Europe reaches landmark deal on AI Act
Europe on Friday reached a provisional deal on landmark European Union rules governing the use of artificial intelligence including governments' use of AI in biometric surveillance and how to regulate AI systems such as ChatGPT.
With the political agreement, the EU moves toward becoming the first major world power to enact laws governing AI. Friday's deal between EU countries and European Parliament members came after nearly 15 hours of negotiations that followed an almost 24-hour debate the previous day.
The two sides are set to hash out details in the coming days, which could change the shape of the final legislation...
The accord requires foundation models such as ChatGPT and general purpose AI systems (GPAI) to comply with transparency obligations before they are put on the market...
High-impact foundation models with systemic risk will have to conduct model evaluations, assess and mitigate systemic risks, conduct adversarial testing, report to the European Commission on serious incidents, ensure cybersecurity and report on their energy efficiency...

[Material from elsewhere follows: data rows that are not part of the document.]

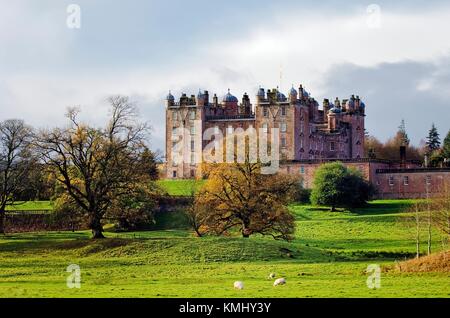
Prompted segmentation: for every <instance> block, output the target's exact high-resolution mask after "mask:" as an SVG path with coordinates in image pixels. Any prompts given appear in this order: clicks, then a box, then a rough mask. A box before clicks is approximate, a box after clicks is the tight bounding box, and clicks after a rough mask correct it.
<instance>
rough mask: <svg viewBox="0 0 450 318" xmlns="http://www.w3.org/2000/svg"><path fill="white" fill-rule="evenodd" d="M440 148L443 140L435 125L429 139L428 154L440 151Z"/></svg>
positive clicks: (430, 131)
mask: <svg viewBox="0 0 450 318" xmlns="http://www.w3.org/2000/svg"><path fill="white" fill-rule="evenodd" d="M440 146H441V139H440V138H439V133H438V131H437V128H436V126H435V125H434V123H433V125H432V126H431V129H430V131H429V133H428V137H427V148H428V153H432V152H433V151H435V150H438V149H439V148H440Z"/></svg>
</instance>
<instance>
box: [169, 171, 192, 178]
mask: <svg viewBox="0 0 450 318" xmlns="http://www.w3.org/2000/svg"><path fill="white" fill-rule="evenodd" d="M172 177H173V178H176V177H177V171H176V170H173V172H172ZM194 177H195V170H191V178H194Z"/></svg>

Governments can only use real-time biometric surveillance in public spaces in cases of victims of certain crimes, prevention of genuine, present, or foreseeable threats, such as terrorist attacks, and searches for people suspected of the most serious crimes.
The agreement bans cognitive behavioural manipulation, the untargeted scrapping of facial images from the internet or CCTV footage, social scoring and biometric categorisation systems to infer political, religious, philosophical beliefs, sexual orientation and race.
Consumers would have the right to launch complaints and receive meaningful explanations while fines for violations would range from 7.5 million euros ($8.1 million) or 1.5% of turnover to 35 million euros or 7% of global turnover.
Business group DigitalEurope criticised the rules as yet another burden for companies, on top of other recent legislation...
Privacy rights group European Digital Rights was equally critical.
"It’s hard to be excited about a law which has, for the first time in the EU, taken steps to legalise live public facial recognition across the bloc," its senior policy advisor Ella Jakubowska said.
"Whilst the Parliament fought hard to limit the damage, the overall package on biometric surveillance and profiling is at best lukewarm."
The legislation is expected to enter into force early next year once both sides formally ratify it and should apply two years after that...
The EU law could become the blueprint for other governments and an alternative to the United States' light-touch approach and China's interim rules.